No Umbrella - An Election Day in Cleveland at its best, and at its worst

Submitted by Norm Roulet on Mon, 03/27/2006 - 23:59.

 

The grand theater of the Cleveland City Hall rotunda was the perfect setting to see NEO filmmaker Laura Paglin's acclaimed documentary "No Umbrella – An Election Day In The City". Thanks to Mayor Frank Jackson "Arts and Cultural Initiative", probably 100 citizens clearly enjoyed the free showing immediately preceded the city council meeting. The "star" of the documentary, long-standing and much-beloved councilwoman Fannie Lewis, was the star of the screening as well, as she and filmmaker Paglin answered questions following the show.

"No Umbrella – An Election Day In The City" premiered and was very well received this Spring at Sundance, and just premiered locally at the Cleveland Film Festival, to a sold out crowd. I believe this City Hall screening has been the only other public showing. The audience was not film-goers but government-doers, in their place of work, and citizens attracted to an important story, important people, and valuable outcomes, in the heart of the city.

"No Umbrella" is a 26-minute demonstration that filmmaking matters to NEO. A tree fell in the woods and Paglin was there to catch it, so we know it really did fall. In these times, having such authentic insight is critical to freedom.

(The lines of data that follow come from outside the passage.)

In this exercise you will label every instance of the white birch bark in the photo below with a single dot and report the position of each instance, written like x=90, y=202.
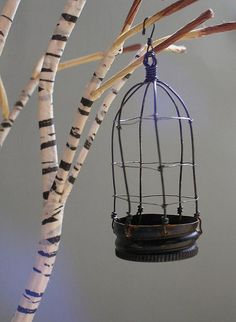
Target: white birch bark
x=42, y=269
x=23, y=99
x=52, y=58
x=110, y=97
x=6, y=19
x=53, y=211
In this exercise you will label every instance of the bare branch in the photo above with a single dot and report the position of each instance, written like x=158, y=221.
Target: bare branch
x=3, y=100
x=179, y=5
x=160, y=47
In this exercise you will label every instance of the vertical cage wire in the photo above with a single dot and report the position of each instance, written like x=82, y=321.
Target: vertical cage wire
x=152, y=83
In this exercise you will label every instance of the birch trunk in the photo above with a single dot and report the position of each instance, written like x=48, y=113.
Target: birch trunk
x=53, y=212
x=52, y=58
x=42, y=269
x=110, y=97
x=6, y=19
x=23, y=99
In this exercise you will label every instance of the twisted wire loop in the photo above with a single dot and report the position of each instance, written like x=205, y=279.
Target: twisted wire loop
x=150, y=63
x=142, y=199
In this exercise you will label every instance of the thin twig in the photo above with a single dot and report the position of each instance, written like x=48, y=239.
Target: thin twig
x=82, y=115
x=3, y=101
x=87, y=100
x=179, y=5
x=160, y=47
x=29, y=89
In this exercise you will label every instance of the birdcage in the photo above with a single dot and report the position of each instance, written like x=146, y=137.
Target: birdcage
x=155, y=213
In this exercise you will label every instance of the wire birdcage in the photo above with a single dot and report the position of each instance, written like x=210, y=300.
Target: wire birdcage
x=155, y=226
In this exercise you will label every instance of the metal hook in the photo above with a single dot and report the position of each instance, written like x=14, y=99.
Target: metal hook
x=144, y=28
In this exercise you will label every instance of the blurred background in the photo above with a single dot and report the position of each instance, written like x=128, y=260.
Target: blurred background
x=89, y=283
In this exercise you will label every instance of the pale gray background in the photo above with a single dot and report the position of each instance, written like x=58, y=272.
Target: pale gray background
x=89, y=284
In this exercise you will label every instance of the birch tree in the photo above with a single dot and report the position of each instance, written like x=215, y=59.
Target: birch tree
x=59, y=177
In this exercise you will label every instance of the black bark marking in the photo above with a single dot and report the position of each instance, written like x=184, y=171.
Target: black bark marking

Through "No Umbrella" we get to participate in election day in this city, and that is brutal. Not participating and learning from failure would be far worse for all.

Through Paglin's unassuming camerawork, perfect placement, and tight editing, we are brought front and center in a chaotic and foreign place and time - this could be anywhere, and just down the street. Throughout the film, we who know NEO are treated to authentic experiences with veteran civil rights champion Fannie Lewis, but we don't need to know NEO or the Councilwoman to appreciate her heroism and grace. And, while the people of Ward 7 make you proud to say you are from Cleveland, you would be drawn in by them regardless of origins. In other words, the documentary works - it stands on its own - it's global and timeless.